Bu senin değil, ülkemin ayıbı,
Hırpalanmış yerlerinden öperim çocuk”.
arkalarından gözümüzden süzülen yaşlarla derneğe dönüyoruz.Zira daha o kadar çok çocuk var ki…
Döndüğümüzde dernekte tasnifleme bitmişti.Hep birlikte dernekteki eşyaları düzenleyip akşam ki dağıtım için Basmane yollarına düşüyoruz. Basmane sokakları mültecilerle dolup taşmıştı. Havalar daha fazla soğumadan son bir umut, ölümü göze alarak gitmeye gelmişler. Havalar soğuduğundan dışarıda seyyar satıcılar ve mültecilerden başka pek kimse yok. Yine gruplara ayrılıp alanı gözlemlemeye gidiyoruz.Ama durum vahim. Yüzlerce çocuk, elliden fazla aile var. Hepsi perişan halde. O kadar çok ihtiyaç var ki ne yapsanız nafile. Tam o sırada, bu kadar canımız acırken ve planlama yaparken, İstanbul ‘dan Açık Radyo derneğimizin başkanı Cem Terzi’yle canlı yayına bağlanıyor. Radyoda ki ses soruyor; bize Basmane’den bahseder misiniz? Cem Hoca , anlatmaya başlıyor. Diyor ki; ”bizler yaklaşık dörtyüz gönüllümüzle burada ki mültecilere yardım ediyoruz. Fakat bizim yaptığımız denizde sadece bir damla! Bu alanı, kamunun yani devletin üstlenmesi lazım. Ama hiçbir yetkili bize kulak vermiyor. Bu insanlar kendi kaderlerine terk ediliyor. Öyle ki biz aylarca fuarın kapılarını mültecilere açın diye kampanya yürüttük. Çünkü fuarda bu insanların kalabileceği yer, duş ve tuvalet ihtiyacını karşılayabileceği alan var. Fuar bu amaç için açılsaydı, belediye destekleseydi bizler bu gönüllü hizmeti vermeye devam ederdik ve bu insanlarda birazcık olsun rahat ederlerdi. Fakat kapılar kapanmış hiç bir yetkili bizim çağrılarımızı duymuyor.Bu insanları görmüyor. Sizin aracılığınızla tekrar sesleniyoruz, bir şeyler yapılmalı; bu insanlar savaştan kaçıp gelmişler , hakları olan güvenli geçişin sağlanması ve burada oldukları sürece temel ihtaçlarının karşılanması gerekli ”diyerek konuşmayı bitiriyor .Ardından dağıtım devam ediyor. Ve getirdiğimiz malzemeler sayının fazla olması nedeniyle yetmediği için ,tekrar bir ekip derneğe gidip malzemeyi alarak kalan dağıtımı yapıyoruz.

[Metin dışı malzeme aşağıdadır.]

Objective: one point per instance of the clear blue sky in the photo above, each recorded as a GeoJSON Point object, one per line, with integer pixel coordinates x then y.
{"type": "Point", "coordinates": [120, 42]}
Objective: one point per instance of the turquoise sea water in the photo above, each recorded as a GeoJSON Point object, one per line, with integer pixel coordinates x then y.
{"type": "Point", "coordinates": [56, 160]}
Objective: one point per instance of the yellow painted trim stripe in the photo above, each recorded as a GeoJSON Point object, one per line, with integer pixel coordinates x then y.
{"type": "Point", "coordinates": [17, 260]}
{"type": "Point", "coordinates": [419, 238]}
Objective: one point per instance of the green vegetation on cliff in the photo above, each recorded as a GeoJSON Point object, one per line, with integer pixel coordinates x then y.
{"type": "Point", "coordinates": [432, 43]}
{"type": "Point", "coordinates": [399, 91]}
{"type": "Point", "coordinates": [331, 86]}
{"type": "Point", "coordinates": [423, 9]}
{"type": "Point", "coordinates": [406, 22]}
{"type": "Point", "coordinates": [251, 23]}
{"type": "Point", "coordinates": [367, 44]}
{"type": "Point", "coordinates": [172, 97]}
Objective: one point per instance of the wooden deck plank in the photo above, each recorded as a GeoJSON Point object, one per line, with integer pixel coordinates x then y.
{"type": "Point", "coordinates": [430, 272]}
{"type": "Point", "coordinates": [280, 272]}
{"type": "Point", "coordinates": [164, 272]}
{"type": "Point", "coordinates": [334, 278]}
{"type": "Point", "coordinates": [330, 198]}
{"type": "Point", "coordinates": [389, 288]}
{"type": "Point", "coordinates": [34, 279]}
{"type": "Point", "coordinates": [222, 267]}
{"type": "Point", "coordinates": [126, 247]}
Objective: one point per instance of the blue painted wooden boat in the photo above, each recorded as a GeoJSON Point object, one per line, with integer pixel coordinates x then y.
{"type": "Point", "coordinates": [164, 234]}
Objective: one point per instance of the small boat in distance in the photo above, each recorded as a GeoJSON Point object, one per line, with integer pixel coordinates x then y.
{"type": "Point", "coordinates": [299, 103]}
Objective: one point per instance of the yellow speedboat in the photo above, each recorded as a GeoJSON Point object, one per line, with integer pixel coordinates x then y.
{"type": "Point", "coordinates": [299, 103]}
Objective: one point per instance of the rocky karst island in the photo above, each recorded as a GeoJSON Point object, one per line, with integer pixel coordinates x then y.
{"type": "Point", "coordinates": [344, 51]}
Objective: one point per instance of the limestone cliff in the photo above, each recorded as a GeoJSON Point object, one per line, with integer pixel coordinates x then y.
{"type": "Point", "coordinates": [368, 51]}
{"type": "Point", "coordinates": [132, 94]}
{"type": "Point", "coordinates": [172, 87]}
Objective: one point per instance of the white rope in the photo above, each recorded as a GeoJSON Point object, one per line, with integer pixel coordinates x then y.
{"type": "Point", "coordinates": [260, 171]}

Yaklaşık yüzlerce çocuk ve elli aileye;
Çok sayıda yağmurluk
30 battaniye,
50’şer adet bebek maması, süt ve bebek bezi,
50 paket kadın pedi,
40 çift çocuk çizmesi,
15 tane bebek ayakkabısı… dağıtıyoruz.
Dağıtım esnasında yine aynı görüntüler, yine çocukların gözleri! Hayatları çalınan insanlar, savaşın yıktığı, dağıttığı aileler ve bizlerle onların kesiştiği nokta. İç savaşın ve zorbalığın sürdüğü ülkemizde ki bizlerle, savaştan kaçanların karşılaştığı an. İşte belki de buradan başlayacak umudumuz yeşermeye, böyle çoğalacağız. Yitirdiğimiz yoldaşlarımıza ve burada karşılaştığımız her bir çocuğa sözümüz var; Biz nefes aldıkça, barış için insanca yaşayabileceğimiz bir dünya için mücadele edeceğiz.